*copied from original MLLP repo available under MIT license*

## Data set description
We have already put 12 UCI data sets in the `dataset` folder. The description of these data sets are listed in the table below:

|Dataset (Links) | \#Instances | \#Classes	| \#Original Features	| \#Binary Features|
| --- | --- | --- | --- | --- |
|[adult](https://archive.ics.uci.edu/ml/datasets/Adult)| 32561 | 2 | 14 | 155|
|[bank-marketing](http://archive.ics.uci.edu/ml/datasets/Bank+Marketing) | 45211 | 2 | 16 | 88|
|[banknote](https://archive.ics.uci.edu/ml/datasets/banknote+authentication) | 1372 | 2 | 4 | 17|
|[blogger](https://archive.ics.uci.edu/ml/datasets/BLOGGER) | 100 | 2 | 5 | 15|
|[chess](https://archive.ics.uci.edu/ml/datasets/Chess+%28King-Rook+vs.+King%29) | 28056 | 18 | 6 | 40|
|[connect-4](http://archive.ics.uci.edu/ml/datasets/connect-4) | 67557 | 3 | 42 | 126|
|[letRecog](https://archive.ics.uci.edu/ml/datasets/Letter+Recognition) | 20000 | 26 | 16 | 155|
|[magic04](https://archive.ics.uci.edu/ml/datasets/magic+gamma+telescope) | 19020 | 2 | 10 | 79|
|[mushroom](https://archive.ics.uci.edu/ml/datasets/mushroom) | 8124 | 2 | 22 | 117|
|[nursery](https://archive.ics.uci.edu/ml/datasets/nursery) | 12960 | 5 | 8 | 27|
|[tic-tac-toe](https://archive.ics.uci.edu/ml/datasets/Tic-Tac-Toe+Endgame) | 958 | 2 | 9 | 27|
|[wine](https://archive.ics.uci.edu/ml/datasets/wine) | 178 | 3 | 13 | 37|
For more information about these data sets, you can click the corresponding links.

## Data set format
Each data set corresponds to two files, `*.data` and `*.info`. The `*.data` file stores the data for each instance.
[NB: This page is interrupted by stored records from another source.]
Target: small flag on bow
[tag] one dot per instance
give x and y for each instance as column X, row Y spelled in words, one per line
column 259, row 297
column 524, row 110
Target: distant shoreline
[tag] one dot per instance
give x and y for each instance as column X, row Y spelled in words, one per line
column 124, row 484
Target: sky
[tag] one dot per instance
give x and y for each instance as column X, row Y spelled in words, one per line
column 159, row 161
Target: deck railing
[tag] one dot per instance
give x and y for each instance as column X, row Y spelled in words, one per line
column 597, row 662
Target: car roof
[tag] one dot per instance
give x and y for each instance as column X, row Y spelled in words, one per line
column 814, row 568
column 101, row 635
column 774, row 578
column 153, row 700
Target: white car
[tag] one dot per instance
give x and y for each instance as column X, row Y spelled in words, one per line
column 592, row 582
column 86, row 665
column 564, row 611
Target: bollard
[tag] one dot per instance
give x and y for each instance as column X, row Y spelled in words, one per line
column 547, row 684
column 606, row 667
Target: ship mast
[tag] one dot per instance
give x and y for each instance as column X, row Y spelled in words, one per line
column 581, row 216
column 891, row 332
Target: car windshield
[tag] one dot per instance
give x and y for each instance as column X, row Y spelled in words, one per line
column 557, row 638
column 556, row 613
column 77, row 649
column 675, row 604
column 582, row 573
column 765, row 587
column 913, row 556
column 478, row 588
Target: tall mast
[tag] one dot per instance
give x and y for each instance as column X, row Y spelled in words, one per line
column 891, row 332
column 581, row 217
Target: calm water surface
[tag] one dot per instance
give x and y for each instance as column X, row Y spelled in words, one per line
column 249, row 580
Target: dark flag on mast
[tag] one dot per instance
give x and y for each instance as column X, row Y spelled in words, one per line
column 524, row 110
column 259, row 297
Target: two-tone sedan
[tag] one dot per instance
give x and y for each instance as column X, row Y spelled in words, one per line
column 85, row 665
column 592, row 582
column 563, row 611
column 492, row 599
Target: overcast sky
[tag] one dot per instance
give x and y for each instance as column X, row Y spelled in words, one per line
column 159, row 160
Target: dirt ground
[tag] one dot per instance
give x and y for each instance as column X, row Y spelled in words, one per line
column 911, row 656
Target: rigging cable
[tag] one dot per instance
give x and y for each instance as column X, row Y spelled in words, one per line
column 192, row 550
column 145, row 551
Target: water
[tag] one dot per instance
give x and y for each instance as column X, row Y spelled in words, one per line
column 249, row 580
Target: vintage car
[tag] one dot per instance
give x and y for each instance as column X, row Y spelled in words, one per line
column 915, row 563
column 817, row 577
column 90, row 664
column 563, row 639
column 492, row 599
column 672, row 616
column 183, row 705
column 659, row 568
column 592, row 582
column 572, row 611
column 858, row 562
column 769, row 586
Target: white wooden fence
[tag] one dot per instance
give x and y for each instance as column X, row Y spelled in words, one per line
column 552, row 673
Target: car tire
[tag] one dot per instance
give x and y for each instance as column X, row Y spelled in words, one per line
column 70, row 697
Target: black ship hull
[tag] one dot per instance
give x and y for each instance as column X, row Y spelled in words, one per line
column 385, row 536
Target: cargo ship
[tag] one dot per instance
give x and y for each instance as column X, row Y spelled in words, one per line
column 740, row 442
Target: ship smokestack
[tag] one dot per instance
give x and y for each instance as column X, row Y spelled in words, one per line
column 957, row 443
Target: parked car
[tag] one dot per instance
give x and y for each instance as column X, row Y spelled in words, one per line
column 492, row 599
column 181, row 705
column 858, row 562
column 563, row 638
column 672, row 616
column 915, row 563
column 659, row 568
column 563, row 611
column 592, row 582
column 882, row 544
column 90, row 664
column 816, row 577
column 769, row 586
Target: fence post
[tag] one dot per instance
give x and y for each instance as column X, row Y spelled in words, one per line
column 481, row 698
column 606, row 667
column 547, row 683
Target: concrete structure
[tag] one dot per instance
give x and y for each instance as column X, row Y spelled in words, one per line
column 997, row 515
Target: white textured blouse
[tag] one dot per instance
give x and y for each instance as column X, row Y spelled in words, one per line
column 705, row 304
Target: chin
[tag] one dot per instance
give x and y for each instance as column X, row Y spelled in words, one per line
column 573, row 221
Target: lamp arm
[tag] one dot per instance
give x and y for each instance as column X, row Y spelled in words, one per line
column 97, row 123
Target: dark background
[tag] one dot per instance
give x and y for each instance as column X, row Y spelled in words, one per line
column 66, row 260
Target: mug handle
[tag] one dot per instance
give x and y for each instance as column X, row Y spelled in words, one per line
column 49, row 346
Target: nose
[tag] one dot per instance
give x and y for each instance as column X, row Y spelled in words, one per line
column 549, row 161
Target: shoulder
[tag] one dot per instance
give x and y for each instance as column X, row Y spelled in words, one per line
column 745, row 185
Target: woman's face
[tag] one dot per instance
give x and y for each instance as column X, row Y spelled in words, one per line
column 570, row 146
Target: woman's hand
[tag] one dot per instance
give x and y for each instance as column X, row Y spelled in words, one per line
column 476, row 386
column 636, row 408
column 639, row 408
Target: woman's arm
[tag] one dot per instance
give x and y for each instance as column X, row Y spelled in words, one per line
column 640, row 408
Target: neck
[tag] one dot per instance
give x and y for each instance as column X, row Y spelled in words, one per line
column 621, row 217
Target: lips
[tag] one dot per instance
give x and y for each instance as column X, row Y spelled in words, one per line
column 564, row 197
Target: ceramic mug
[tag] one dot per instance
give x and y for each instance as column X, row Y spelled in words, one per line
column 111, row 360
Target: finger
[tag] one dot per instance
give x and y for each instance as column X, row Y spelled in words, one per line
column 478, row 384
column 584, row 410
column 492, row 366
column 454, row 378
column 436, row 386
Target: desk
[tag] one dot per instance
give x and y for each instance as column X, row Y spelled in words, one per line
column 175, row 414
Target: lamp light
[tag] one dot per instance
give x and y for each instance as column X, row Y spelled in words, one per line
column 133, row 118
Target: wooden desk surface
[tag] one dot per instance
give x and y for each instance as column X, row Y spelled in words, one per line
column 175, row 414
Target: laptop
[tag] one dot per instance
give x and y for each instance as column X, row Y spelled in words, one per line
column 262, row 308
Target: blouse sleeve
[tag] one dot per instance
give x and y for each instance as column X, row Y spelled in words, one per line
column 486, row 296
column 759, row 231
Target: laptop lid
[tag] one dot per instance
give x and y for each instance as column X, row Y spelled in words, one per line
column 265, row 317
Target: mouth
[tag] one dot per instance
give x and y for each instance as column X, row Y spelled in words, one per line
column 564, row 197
The `*.info` file stores the information for each feature.

#### *.data
One row in `*.data` corresponds to one instance and one column corresponds to one feature (including the class label).

For example, the `adult.data`:

|  |  |  |  |  |  |  |  |  |  |  |  |  |  |  |
| --- | --- | --- | --- | --- | --- | --- | --- | --- | --- | --- | --- | --- | --- | --- |
| 37 | Private | 284582 | Masters | 14 | Married-civ-spouse | Exec-managerial | Wife | White | Female | 0 | 0 | 40 | United-States | <=50K |
| 49 | Private | 160187 | 9th | 5 | Married-spouse-absent | Other-service | Not-in-family | Black | Female | 0 | 0 | 16 | Jamaica | <=50K |
| 52 | Self-emp-not-inc | 209642 | HS-grad | 9 | Married-civ-spouse | Exec-managerial | Husband | White | Male | 0 | 0 | 45 | United-States | >50K |
| 31 | Private | 45781 | Masters | 14 | Never-married | Prof-specialty | Not-in-family | White | Female | 14084 | 0 | 50 | United-States | >50K |
| ......|

#### *.info
One row (except the last row) in `*.info` corresponds to one feature (including the class label). The order of these features must be the same as the columns in `*.data`. The first column is the feature name, and the second column indicates the characteristics of the feature, i.e., continuous or discrete. The last row does not correspond to one feature. It specifies the position of the class label column.

For example, the `adult.info`:

| | |
| --- | --- |
|age | continuous |
|workclass | discrete |
|fnlwgt | continuous |
|education | discrete |
|education-num | continuous |
|...... | |
|hours-per-week | continuous |
|native-country | discrete |
|class | discrete |
|LABEL_POS | -1 |

## Add a new data set
You can run the demo on your own data sets by putting corresponding `*.data` and `*.info` file into the `dataset` folder. The formats of these two files are described above.